We have witnessed the rampant use of social media for terrorist purposes to spread terrorist propaganda. Thus, the easy access, availability, affordability and universality of new and emerging technologies have impacted every section of society.
On the other hand, the extensive application of anti-terrorism measures has also raised serious concerns. Experience has shown that the indiscriminate use of technology to counter terrorism can alienate populations and have a negative effect on violent extremism and counter-terrorism efforts.
The United Nations continues to promote a holistic and whole-of-society approach to addressing the many challenges in countering terrorism and violent extremism conducive to terrorism online. Civil society organizations, universities and private sector entities have an important role to play in this regard.
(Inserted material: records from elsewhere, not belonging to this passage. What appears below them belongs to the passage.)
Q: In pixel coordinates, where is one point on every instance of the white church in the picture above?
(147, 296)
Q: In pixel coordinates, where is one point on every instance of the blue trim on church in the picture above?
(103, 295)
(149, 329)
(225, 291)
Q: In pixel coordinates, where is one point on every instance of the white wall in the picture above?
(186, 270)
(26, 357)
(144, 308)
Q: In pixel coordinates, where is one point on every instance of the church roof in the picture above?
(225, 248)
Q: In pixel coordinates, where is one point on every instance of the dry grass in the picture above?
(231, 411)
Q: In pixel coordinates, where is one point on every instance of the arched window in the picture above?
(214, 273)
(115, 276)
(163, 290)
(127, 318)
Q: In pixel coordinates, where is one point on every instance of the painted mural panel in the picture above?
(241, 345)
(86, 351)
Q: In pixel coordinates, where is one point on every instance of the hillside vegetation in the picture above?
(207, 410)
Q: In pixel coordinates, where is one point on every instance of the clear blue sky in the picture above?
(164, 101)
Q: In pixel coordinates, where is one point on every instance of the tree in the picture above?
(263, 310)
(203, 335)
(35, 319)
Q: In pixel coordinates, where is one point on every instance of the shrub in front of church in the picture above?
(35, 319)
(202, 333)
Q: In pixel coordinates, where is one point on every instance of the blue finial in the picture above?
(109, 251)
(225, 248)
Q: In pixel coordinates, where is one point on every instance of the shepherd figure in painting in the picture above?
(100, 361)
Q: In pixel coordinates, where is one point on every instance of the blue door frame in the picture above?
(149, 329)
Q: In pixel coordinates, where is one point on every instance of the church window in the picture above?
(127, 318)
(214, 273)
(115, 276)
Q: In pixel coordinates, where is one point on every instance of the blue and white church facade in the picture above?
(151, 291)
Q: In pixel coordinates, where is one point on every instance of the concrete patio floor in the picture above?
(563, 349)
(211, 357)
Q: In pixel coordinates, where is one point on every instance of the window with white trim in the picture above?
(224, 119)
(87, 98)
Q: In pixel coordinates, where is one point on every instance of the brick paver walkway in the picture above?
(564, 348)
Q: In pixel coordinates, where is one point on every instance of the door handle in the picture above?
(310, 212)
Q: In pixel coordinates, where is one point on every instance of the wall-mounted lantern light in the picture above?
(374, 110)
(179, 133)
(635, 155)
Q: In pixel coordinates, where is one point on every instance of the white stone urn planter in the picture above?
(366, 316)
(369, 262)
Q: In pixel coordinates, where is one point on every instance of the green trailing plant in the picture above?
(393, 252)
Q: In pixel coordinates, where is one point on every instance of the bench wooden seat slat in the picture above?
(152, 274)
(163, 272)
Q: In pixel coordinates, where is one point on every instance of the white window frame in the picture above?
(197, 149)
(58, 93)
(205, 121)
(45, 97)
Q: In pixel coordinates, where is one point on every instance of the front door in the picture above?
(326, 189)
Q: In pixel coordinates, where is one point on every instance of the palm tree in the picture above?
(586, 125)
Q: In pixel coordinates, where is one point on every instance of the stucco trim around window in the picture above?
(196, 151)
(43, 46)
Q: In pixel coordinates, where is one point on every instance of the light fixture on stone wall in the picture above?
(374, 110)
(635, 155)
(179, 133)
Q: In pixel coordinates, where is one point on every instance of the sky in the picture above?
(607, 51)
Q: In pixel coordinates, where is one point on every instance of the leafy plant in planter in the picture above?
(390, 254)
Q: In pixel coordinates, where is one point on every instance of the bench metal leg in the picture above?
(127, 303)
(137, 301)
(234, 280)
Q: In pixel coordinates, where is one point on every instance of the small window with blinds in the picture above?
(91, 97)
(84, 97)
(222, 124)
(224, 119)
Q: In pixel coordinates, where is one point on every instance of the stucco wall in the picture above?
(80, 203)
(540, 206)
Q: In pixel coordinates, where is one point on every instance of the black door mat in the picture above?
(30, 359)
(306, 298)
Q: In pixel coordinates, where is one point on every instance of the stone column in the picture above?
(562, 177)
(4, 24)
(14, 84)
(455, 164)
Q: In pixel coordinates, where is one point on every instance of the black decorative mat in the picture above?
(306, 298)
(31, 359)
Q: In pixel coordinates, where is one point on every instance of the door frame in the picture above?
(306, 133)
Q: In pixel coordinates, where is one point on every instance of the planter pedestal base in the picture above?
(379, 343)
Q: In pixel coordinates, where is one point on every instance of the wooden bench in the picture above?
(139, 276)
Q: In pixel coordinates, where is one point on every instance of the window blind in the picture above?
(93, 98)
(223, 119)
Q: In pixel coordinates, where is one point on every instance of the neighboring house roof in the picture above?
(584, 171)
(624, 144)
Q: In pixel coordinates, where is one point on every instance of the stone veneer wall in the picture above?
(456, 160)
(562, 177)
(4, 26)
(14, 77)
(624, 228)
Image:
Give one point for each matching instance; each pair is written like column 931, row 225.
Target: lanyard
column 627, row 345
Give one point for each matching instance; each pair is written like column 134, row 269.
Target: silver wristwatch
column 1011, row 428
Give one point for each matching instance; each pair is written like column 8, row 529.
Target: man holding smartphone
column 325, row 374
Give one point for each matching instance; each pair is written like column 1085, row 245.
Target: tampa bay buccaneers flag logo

UN News: Is the Committee optimistic that the Security Council can reach a final agreement?
Ruchira Kamboj: There is not necessarily a final agreement to be reached when it comes to preventing the use of new and emerging technologies for terrorist purposes. Given the trajectory of technological development driven by science, curiosity, profit and users, there is no obvious end in sight to what could be created. And that means there is no predictable end stage for what we do in the evolving terrorist landscape, because any technology has the potential to be misused.
Each member of the Security Council and its Counter-Terrorism Committee is committed to adopting an approach to terrorism that upholds the rule of law, consistent with their obligations under international law. To that end, the Committee and the Council remain seized of the matter and will continue to carry out the mandates entrusted to them under the various Security Council resolutions on the fight against terrorism.